Frictionless retail expands in onsite environments
Despite Amazon’s recent closing of eight Amazon Go c-stores in three major metro areas, the growth of frictionless retailing is not expected to diminish any time soon. In fact, at the same time it was shuttering those stores in Seattle, New York and San Francisco, it was finalizing a deal with mobile credential and payment solution vendor Transact Campus that will facilitate the opening of Just Walk Out technology integrations on more college campuses.
Granted, these won’t all be at Amazon branded stores—the technology also can be used by third-party retailers—but it does highlight the expansion of frictionless checkout technology in a major onsite market.
In an era where customers are looking for more convenience even as operators struggle to staff traditional outlets in a viable way, frictionless retailing, where customers simply take what they want and leave while automatically being charged for the items they take, has been growing, especially in enclosed public environments like airports and sports/entertainment venues. Now, colleges are poised to join the trend in a major way, followed by other onsite markets like workplaces and hospitals.

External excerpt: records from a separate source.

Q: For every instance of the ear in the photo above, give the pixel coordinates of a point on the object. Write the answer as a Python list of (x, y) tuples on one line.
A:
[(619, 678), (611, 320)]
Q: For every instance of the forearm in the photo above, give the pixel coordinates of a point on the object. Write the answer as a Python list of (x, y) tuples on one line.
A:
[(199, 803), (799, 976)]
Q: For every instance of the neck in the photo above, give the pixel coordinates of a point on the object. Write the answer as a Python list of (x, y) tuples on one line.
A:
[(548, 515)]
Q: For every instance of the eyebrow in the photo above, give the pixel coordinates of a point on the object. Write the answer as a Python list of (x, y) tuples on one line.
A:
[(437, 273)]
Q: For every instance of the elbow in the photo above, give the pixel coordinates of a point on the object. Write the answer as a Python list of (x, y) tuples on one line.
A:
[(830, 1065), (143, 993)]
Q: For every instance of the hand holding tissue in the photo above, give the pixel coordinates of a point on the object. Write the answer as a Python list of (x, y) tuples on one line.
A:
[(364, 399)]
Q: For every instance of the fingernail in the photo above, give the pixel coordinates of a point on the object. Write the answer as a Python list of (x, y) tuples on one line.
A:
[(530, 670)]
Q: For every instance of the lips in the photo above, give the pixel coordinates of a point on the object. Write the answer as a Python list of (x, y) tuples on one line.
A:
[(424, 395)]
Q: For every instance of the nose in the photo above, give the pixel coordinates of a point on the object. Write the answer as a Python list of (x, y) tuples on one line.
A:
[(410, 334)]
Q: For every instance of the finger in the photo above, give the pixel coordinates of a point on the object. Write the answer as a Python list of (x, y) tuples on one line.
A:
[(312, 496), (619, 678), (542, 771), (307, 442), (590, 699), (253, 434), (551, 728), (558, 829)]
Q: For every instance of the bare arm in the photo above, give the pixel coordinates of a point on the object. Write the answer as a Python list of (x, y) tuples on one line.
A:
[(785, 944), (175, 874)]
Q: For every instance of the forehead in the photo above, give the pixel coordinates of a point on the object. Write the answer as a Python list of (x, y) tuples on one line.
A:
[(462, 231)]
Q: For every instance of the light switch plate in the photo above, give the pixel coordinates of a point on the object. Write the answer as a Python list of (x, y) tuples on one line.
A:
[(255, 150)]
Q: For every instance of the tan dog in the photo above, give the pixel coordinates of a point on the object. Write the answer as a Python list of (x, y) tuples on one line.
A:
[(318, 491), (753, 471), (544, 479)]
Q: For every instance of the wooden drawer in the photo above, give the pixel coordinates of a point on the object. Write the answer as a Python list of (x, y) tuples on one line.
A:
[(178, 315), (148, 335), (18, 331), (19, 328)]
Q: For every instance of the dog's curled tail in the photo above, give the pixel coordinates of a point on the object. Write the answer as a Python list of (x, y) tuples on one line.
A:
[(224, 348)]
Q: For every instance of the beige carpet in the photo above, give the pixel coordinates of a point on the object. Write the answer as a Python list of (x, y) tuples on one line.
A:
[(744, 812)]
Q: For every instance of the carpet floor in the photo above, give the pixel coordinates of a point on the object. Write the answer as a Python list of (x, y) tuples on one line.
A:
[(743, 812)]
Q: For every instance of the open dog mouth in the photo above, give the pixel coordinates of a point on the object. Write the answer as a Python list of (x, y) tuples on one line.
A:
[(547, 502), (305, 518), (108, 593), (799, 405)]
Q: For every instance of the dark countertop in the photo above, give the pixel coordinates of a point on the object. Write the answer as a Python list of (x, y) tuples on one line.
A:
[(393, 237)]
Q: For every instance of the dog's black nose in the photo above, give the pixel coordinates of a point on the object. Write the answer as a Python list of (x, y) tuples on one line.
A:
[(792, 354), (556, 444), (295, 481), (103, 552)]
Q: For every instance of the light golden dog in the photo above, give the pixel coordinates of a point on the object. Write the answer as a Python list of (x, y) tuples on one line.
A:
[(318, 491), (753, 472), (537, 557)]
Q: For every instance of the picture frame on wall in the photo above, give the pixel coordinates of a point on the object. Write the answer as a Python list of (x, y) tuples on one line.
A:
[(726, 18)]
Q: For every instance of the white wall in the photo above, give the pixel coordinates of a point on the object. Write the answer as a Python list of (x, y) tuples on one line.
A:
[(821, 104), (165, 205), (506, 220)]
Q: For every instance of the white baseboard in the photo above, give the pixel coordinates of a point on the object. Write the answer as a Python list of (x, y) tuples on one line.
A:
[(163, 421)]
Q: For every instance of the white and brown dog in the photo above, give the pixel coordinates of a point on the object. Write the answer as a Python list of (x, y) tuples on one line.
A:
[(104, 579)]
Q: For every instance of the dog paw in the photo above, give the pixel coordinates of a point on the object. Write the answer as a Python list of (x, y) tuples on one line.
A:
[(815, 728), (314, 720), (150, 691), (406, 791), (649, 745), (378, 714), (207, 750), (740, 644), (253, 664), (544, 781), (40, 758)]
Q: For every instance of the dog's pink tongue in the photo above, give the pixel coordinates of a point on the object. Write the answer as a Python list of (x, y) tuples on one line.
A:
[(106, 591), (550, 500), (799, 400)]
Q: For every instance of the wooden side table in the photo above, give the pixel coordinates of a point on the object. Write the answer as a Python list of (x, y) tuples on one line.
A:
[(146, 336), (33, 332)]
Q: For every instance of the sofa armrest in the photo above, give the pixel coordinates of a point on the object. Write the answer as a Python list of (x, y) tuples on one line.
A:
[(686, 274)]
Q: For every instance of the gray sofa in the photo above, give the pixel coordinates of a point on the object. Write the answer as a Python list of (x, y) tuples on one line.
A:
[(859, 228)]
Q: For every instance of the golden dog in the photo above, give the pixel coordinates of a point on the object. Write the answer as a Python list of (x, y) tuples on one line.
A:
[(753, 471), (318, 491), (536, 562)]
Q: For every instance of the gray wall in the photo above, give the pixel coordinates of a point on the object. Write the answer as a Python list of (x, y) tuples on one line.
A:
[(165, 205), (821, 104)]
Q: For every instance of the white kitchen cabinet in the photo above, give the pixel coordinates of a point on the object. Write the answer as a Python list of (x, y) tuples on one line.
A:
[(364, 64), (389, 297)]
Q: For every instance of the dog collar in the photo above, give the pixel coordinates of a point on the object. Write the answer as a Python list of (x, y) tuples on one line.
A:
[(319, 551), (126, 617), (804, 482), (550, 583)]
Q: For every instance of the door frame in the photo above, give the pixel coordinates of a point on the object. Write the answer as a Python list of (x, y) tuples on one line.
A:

Unmanned retail has been around for most of this century in the form of micro-markets—automated retail spaces with controlled entry located in enclosed environments like restricted-access office buildings and staff-only hospital floors. In the typical micro-market, the customer base was confined to onsite staff with valid ID and often operated only in off-hours to provide a convenient food and beverage service that’s a step up from vending. Customers still had to check out and pay at an automated terminal before exiting with their purchases.
Modern frictionless retail technology employing artificial intelligence (AI) expands the market for such unmanned outlets to public spaces, though access to the store is restricted to those who have registered a payment method—either a commercial credit or debit card, or a mobile platform like ApplePay or Amazon One.
Customers then walk in, browse, make their selections and exit. AI-powered sensors and cameras document what they take and charge them accordingly, sending an electronic receipt. An outlet in an apartment complex store embracing the technology won Aramark an FM Best Concept Award back in 2020.
For environments where customers are in a hurry and the prospect of extended wait times to make purchases discourages sales—such as airports and sports venues—frictionless retail offers the potential for more transactions and increased customer satisfaction without the need to employ onsite staff except to replenish shelves and inventory—and even that is facilitated by the AI, which tracks stock levels in real time.
For instance, American Express recently reported that during the recent NBA All-Star Game in Salt Lake City, customers spent an average of 87 seconds in Vivint Arena’s Shop at Vivint store, which uses frictionless walk-out technology from tech vendor Zippin. Over the entire All-Star weekend, the average visit for customers—who had to be AmEx cardholders—was just 96 seconds.
With labor scarce since the pandemic, sports venues have increasingly turned to frictionless retail to augment traditional concessions operations. Last fall, a number of NFL stadiums, at least one major college football stadium, as well as a number of NBA and NHL arenas debuted checkout-free retail outlets, and this coming Major League Baseball season is expected to see even more as the technology becomes more mainstream and vendors compete for market share and high-profile clients. Recently, convention centers have joined the trend. For example, Sodexo Live! debuted autonomous store technology from vendor AiFi at the Salt Palace Convention Center in Salt Lake City just in time for the NBA All-Star events the facility hosted in February.
On college campuses, automated stores began cropping up several years ago, motivated by the need for touches solutions in a pandemic-infested environment. More have opened since, including a cashless campus grocery store, at the University of Denver that was the first step in a major initiative by Sodexo in partnership with tech firm AiFi to bring frictionless retail to client campuses. Meanwhile, Chartwells, which opened a retrofitted frictionless store at the University of Houston back in fall 2020 in partnership with tech firm Standard AI, is looking to open a hundred such outlets on campuses.
Workplaces are also a natural for frictionless retail. For example, Microsoft installed a Zippin powered [email protected] Store in its FM Best Concept Award winning One Esterra food hall complex while one Canadian grocery distribution center has a frictionless grocery to make shopping quick and convenient for employees.